96. On retrouve une semblable logique dans l’évolution historique des sociétés humaines. Les plus simples ont segmenté leur population en unités locales, où les usages sont déjà spécialisés[6], comme partout dans la suite, mais l’ensemble de la société est la juxtaposition de ces unités. Les sociétés à maisons juxtaposent les agricoles qui assurent les fonctions de nourriture, mais en spécialisant celles de défense par celles des nobles, tandis que les villes ébauchent déjà le futur supplément hétérarcique dans les maisons d’artisans spécialisés (l’ensemble régional en autarcie) ; toutefois, ces divers types de maisons assurent toutes la reproduction sexuelle de parenté, ensemble l’hérédité et l’héritage. Et ce sera le développement hétérarcique des villes, fécondé par les laboratoires scientifiques et par l’école, qui cassera les maisons autarciques entre des unités d’activité économique (ou équivalent) spécialisée et des unités exclusivement de parenté, les familles. Cette hétérarcie a connu aussi des développements, jusqu’à sa tendance actuelle à se globaliser. Ceci posé, une nouvelle question fait jour: pourquoi donc avoir abouti à ces unités spécialisées dans la reproduction sexuelle ? Y aura-t-il un autre aspect de la logique cachée des évolutions, biologique et historique ?


[1] C’est aussi pro­ba­ble­ment ce qui rend très dif­ficiles les recher­ches concernant l’em­bryologie.
[2] L’inertie de chaque planète est passive en tant que ‘donnée’ par le champ (§ 79), active en tant que jouant en celui-ci sur les autres. Les lois de Newton permettent de comprendre son fonctionnement, pas comment cela a commencé.

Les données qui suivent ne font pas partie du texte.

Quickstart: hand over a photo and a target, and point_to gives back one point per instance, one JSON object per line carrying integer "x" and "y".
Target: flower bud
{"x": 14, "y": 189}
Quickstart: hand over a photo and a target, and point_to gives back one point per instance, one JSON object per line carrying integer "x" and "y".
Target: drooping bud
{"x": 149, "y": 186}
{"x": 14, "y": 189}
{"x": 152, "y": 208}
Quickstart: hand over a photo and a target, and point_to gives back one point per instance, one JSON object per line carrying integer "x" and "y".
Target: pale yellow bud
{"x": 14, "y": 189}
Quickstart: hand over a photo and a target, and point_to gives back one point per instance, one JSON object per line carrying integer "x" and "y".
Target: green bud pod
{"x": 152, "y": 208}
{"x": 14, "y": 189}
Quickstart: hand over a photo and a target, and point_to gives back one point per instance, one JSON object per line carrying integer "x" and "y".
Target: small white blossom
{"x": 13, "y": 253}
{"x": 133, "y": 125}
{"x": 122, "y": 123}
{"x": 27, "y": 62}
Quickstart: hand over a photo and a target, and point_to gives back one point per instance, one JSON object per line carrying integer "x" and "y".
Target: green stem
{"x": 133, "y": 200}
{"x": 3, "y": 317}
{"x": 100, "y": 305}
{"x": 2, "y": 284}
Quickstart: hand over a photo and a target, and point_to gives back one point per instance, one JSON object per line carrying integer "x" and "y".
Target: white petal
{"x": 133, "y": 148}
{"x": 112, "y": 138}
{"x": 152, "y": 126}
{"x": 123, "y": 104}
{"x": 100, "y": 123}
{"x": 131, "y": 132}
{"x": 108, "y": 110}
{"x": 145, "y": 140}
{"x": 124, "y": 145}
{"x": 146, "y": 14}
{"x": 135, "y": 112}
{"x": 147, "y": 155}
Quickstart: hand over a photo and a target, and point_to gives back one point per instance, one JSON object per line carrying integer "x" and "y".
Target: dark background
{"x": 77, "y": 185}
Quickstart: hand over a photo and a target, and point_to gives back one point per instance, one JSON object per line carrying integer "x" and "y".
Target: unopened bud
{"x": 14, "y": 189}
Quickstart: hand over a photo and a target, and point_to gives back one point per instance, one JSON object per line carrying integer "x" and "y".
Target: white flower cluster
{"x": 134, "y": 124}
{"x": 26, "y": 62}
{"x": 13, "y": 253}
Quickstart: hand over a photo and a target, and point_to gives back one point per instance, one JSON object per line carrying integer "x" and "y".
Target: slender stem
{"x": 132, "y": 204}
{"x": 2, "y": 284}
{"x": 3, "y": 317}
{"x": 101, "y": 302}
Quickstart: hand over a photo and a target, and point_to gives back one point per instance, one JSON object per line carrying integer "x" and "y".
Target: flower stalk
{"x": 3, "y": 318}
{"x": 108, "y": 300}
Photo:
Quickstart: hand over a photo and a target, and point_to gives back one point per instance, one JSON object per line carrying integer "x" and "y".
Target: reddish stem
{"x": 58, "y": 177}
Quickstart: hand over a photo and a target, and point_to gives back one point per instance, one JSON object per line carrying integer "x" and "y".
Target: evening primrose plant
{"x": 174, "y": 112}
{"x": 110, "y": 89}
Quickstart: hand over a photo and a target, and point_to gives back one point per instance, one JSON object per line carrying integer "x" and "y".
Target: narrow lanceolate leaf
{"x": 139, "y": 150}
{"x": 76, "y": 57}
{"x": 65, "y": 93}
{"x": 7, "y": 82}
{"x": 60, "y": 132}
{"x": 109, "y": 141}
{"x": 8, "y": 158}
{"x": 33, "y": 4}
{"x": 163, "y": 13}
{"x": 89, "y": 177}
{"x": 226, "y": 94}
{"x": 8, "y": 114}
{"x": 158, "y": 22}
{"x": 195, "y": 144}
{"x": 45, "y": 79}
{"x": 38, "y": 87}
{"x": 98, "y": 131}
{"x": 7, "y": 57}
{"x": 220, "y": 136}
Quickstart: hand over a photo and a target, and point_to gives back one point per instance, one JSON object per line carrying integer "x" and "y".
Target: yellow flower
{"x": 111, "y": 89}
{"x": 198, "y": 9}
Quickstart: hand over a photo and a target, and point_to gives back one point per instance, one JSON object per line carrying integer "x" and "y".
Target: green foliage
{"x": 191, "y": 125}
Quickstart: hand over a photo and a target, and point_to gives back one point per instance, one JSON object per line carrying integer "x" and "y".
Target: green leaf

[3] Chez Rousseau d’ailleurs aussi.
[4] Celui-ci est le responsable de l’homéostasie du sang et de son articulation avec les comportements de prédation et fuite. Le néo-cortex, dont les graphes passent aussi par le paléo-cortex (c’est pourquoi il s’agit d’un double cerveau, pas de deux cerveaux), se spécialise dans ces comportements. Cette articulation, la plus énigmatique qui soit, entre les hormones du paléo cortex et donc l’homéostasie du sang, d’une part, et les neurotransmetteurs et graphes du néo cortex, d’autre part, est le lieu énigmatique dudit psychosomatique, probablement des maladies ainsi nommées.
[5] Cette énigme consiste pour l’essentiel en ce que c’est la répétition, la reproduction, qui est originaire, que donc il n’y a pas d’origine.
[6] À la façon des molécules d’une cellule.